Thursday, December 11, 2014

What is the Church?

Rarely a day goes by that I don't see someone posting an article about the church on my Facebook timeline or Twitter feed.  Some of the articles are good, some are really bad.  It seems that everyone is talking about the church, but what is informing our thinking on the church?  Sadly, I think what's being said in most of the articles I read and the personal conversations I've had is based on feelings and personal experiences rather than an informed understanding of what God has told us about the church in Scripture.  Since much of what I hope to write in the future will relate to the church, this will be the first of a series of posts attempting to give a brief, concise introduction to a Biblical understanding of the church.  

The first and most basic question is this: what is the church?

I think most Christians would rightly say that the church is a people and not a building or organization.  But who are the people? I like Wayne Grudem's definition.

The church is the community of all true believers for all time.

What this means, and I recognize that not everyone agrees with me on this point, is that everyone from Adam and Eve until Christ's return who is brought to genuine faith in Jesus Christ is a part of the church.  The Old Testament saints didn't know Jesus' name, they didn't see God's redemptive plan unveiled as we who live on the other side of the cross and resurrection do, but we were all saved by Christ's once for all sacrifice.  Scripture clearly and repeatedly affirms that believing Jews and Gentiles have been united in one body in Christ.

So there is only one church.  Why is it then, that in my hometown alone there are hundreds of churches, and millions more spread out across the inhabited world?  This is because the church is both invisible and visible, universal and local.

The Church Universal

The invisible church is the church as God sees it.  It includes all those true believers in all times and places who were chosen in Christ before the foundation of the world, predestined for adoption in Christ, redeemed by Christ's blood, and sealed with the Holy Spirit (Ephesians 1:3-14).  The invisible church is universal.  The true believer in an American megachurch is a member of the same church as the true believer meeting in secret in a house in North Korea.  We are one body, to use one of the Biblical metaphors for the church, or collectively we are the bride of Christ, to use another.  

The Local Church

If we are all one church, then why are there so many churches, sometimes meeting across the street from each other at the same time?  The answer is that the church is also local.  The local church is the visible church, what we see.  The visible church contains true churches and false churches, and among true churches you will find more pure and less pure churches.  When we talk about the church, most often we are talking about the visible church.  

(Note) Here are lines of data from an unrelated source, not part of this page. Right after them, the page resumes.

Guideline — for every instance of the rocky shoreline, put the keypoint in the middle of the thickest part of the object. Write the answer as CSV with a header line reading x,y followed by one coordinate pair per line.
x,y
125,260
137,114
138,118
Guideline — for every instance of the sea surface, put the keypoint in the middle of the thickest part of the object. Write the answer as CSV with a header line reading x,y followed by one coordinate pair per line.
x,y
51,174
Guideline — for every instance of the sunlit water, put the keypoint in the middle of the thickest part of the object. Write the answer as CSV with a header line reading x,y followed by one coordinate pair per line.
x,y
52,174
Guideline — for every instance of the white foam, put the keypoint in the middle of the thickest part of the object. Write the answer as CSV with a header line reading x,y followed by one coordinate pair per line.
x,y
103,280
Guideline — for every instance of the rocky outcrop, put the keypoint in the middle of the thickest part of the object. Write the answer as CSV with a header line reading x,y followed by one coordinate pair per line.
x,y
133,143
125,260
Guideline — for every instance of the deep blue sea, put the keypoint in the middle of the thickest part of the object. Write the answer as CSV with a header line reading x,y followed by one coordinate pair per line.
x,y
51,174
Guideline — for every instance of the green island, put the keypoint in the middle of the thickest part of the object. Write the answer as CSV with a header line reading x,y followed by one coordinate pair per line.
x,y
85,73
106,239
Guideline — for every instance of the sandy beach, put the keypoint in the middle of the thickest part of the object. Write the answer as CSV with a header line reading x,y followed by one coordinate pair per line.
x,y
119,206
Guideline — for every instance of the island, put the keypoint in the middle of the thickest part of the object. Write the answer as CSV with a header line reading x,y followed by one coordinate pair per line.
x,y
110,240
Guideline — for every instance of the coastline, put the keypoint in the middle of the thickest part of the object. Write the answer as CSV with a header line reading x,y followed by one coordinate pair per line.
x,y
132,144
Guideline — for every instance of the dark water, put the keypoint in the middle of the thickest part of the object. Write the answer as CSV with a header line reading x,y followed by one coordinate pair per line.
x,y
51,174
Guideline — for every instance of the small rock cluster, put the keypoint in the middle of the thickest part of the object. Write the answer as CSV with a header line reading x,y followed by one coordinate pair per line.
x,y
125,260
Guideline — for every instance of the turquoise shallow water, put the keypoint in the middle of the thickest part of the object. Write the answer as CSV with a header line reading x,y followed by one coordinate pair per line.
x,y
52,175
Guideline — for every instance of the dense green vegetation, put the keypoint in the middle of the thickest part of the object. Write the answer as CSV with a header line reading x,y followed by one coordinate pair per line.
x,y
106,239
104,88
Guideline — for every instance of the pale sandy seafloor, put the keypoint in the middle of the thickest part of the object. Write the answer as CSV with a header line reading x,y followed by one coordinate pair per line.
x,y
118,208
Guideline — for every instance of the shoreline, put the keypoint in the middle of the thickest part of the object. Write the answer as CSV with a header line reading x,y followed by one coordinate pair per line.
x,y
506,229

You might then ask, “If there is one universal church, is it wrong for true believers to meet in different church buildings across the street from each other?”  The answer is no.  If those churches are in conflict with each other or competing against one another there is a problem, but from the earliest days following Christ's ascension we see people meeting together in large groups and small gatherings.  As the church spread around the world people in Antioch didn't pack up there belongings and move to Jerusalem, they stayed in Antioch and began their own church.  They were one body with the Jerusalem church, but meeting in a different location.  When Jesus spoke to the seven churches in Revelation he called each one "the church in (city name)." In Titus 1, Paul instructed Titus to appoint elders in every town.  Paul's letter to the Ephesians, which has its central theme the unity of the church in Christ, was written to a group of local congregations in and around Ephesus.  

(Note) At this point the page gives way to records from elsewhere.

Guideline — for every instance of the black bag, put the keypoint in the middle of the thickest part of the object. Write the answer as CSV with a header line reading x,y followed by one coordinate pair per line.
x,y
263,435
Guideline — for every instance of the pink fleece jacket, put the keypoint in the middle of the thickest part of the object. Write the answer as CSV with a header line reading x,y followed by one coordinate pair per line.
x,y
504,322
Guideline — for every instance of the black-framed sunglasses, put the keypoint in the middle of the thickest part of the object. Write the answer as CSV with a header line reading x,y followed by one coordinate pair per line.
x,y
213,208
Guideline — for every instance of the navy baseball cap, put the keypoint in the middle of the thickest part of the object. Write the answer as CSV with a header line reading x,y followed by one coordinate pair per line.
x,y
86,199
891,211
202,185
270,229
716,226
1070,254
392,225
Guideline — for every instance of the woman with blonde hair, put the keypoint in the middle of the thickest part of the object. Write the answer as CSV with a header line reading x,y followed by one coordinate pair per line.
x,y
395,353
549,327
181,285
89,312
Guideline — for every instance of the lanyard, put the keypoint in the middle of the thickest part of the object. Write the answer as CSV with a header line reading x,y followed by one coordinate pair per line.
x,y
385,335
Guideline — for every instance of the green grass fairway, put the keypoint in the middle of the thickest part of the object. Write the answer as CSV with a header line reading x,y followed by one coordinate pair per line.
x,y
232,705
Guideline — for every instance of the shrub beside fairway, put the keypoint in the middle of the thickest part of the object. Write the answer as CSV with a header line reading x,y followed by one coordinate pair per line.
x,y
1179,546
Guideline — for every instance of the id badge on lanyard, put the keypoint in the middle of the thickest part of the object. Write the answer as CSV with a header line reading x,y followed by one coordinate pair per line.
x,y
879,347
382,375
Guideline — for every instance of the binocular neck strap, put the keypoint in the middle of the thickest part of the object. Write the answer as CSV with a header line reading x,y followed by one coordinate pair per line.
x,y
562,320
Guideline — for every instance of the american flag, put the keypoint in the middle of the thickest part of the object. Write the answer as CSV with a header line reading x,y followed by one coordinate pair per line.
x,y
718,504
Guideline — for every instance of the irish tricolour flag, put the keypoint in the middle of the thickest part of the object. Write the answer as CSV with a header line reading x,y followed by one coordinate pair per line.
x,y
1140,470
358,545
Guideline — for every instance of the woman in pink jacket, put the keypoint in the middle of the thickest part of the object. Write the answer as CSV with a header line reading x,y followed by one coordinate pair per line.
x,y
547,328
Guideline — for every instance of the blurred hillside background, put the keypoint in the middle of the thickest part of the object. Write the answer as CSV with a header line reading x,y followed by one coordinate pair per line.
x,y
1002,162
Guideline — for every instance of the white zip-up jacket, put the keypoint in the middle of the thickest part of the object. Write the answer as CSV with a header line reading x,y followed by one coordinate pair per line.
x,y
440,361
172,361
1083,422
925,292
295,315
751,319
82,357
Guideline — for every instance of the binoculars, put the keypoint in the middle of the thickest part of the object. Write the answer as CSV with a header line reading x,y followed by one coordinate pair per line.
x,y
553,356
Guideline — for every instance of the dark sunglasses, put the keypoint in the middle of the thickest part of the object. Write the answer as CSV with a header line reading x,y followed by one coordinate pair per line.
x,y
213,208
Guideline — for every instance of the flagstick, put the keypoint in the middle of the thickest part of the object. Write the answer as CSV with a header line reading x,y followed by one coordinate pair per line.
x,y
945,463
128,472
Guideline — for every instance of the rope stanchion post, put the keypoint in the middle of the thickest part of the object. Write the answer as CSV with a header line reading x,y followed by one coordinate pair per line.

The Importance of Distinguishing the Universal and Local Church

This distinction between the universal church and local church, the invisible and the visible, is an important distinction to make. When someone has a bad experience with “the church,” is hurt by “the church,” is frustrated with “the church,” or says they’re leaving/have left “the church,” they are referring to the visible church, a specific local church or local churches.  There are important questions for an individual who feels this way to ask, and questions that I’m afraid most people don’t ask.

Was my bad experience with the church because I was in error and the church was acting in accordance with Scripture?  Or was the church clearly in violation of Scriptural teaching?  

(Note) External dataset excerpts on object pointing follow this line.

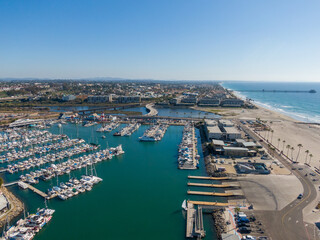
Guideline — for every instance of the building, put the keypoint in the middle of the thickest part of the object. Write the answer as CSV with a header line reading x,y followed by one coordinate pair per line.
x,y
235,151
190,100
217,146
68,98
232,102
129,99
231,133
100,99
210,122
249,145
214,132
225,123
173,101
209,102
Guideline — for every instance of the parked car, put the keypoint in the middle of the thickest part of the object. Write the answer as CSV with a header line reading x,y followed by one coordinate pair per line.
x,y
243,224
244,230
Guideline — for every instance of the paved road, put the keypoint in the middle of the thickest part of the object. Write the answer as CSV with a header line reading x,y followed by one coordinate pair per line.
x,y
287,223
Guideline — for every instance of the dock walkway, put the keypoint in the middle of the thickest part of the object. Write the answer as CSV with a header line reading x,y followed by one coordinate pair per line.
x,y
152,110
212,185
203,203
229,194
32,188
209,178
194,223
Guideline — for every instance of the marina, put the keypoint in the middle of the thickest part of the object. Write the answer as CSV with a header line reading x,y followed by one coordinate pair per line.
x,y
29,226
128,130
155,133
108,127
188,157
51,182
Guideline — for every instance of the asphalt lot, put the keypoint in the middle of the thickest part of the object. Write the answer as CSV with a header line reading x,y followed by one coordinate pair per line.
x,y
288,222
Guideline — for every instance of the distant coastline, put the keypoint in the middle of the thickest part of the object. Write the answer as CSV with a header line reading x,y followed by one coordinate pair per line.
x,y
292,111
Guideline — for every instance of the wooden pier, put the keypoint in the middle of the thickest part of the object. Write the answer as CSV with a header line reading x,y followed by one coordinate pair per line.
x,y
209,178
194,153
212,185
229,194
203,203
32,188
194,222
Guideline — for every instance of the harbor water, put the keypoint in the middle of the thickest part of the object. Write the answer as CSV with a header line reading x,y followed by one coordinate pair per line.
x,y
170,112
140,196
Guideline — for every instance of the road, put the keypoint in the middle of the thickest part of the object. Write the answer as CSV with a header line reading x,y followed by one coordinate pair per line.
x,y
287,223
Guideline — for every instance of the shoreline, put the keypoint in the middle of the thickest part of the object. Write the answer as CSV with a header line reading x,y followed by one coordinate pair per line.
x,y
271,108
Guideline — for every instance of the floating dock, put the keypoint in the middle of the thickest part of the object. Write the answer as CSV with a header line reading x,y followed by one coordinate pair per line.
x,y
229,194
32,188
194,228
203,203
210,178
212,185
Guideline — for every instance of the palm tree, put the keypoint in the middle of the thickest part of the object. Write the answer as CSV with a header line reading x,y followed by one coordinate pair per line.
x,y
307,152
310,155
299,146
288,147
292,149
284,141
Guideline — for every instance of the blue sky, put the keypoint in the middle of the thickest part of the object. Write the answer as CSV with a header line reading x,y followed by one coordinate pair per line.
x,y
166,39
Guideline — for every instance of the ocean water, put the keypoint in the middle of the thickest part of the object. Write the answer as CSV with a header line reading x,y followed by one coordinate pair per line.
x,y
139,198
300,106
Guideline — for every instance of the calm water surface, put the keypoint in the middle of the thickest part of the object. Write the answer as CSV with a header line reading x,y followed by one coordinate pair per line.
x,y
140,196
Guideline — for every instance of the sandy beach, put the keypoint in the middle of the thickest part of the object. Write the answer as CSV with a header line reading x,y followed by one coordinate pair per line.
x,y
285,128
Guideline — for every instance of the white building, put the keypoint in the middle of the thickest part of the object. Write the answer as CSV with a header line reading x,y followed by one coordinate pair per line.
x,y
214,132
225,123
232,133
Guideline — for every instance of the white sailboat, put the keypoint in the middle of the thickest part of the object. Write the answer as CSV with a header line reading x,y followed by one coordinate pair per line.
x,y
184,205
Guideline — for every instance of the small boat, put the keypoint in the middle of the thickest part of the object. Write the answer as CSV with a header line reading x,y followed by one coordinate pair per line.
x,y
184,205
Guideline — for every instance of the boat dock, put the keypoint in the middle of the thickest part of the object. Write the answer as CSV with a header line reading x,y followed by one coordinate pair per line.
x,y
228,194
204,203
210,178
194,222
37,191
212,185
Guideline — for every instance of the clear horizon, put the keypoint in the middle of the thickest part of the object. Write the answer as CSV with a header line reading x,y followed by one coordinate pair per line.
x,y
166,40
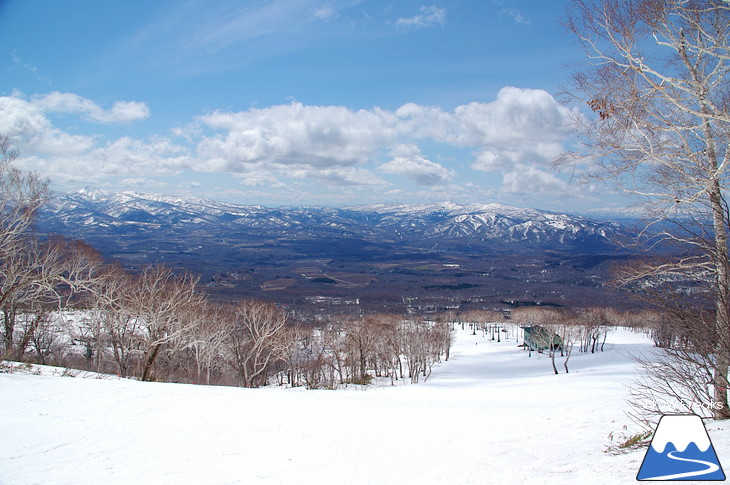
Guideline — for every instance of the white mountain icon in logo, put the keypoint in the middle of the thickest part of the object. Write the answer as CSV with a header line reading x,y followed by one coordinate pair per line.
x,y
681,450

Is the church a true church or false church, according to Scripture?

Are my expectations of the church based on a robust Biblical understanding of the church or my personal feelings and desires?  

Was I genuinely wronged, is the local church genuinely in error, or were not yet perfected saints behaving like not yet perfected saints?  Even if I was genuinely wronged, what has God told us about how to respond when wronged?

Church history is full of examples of people responding to one error by overreacting and committing the opposite error.  A period of hyper-legalism is followed by a period of licentiousness (the current state of American evangelicalism, broadly speaking).  A period of institutional church excesses and abuses is followed by people thinking they don’t need the church and will just meet together without any kind of structure at all (a small sub-sect of American evangelicalism at the present time).  It is important when we recognize errors in the visible church that we don’t respond with an equally unbiblical error.  The opposite error of an error is still error.  We must always seek to return to Biblical faithfulness, conforming our local churches to what God has told us they should be.     


Future posts in this series will deal with what the New Testament identifies as a faithful local church and what the purpose of the church is.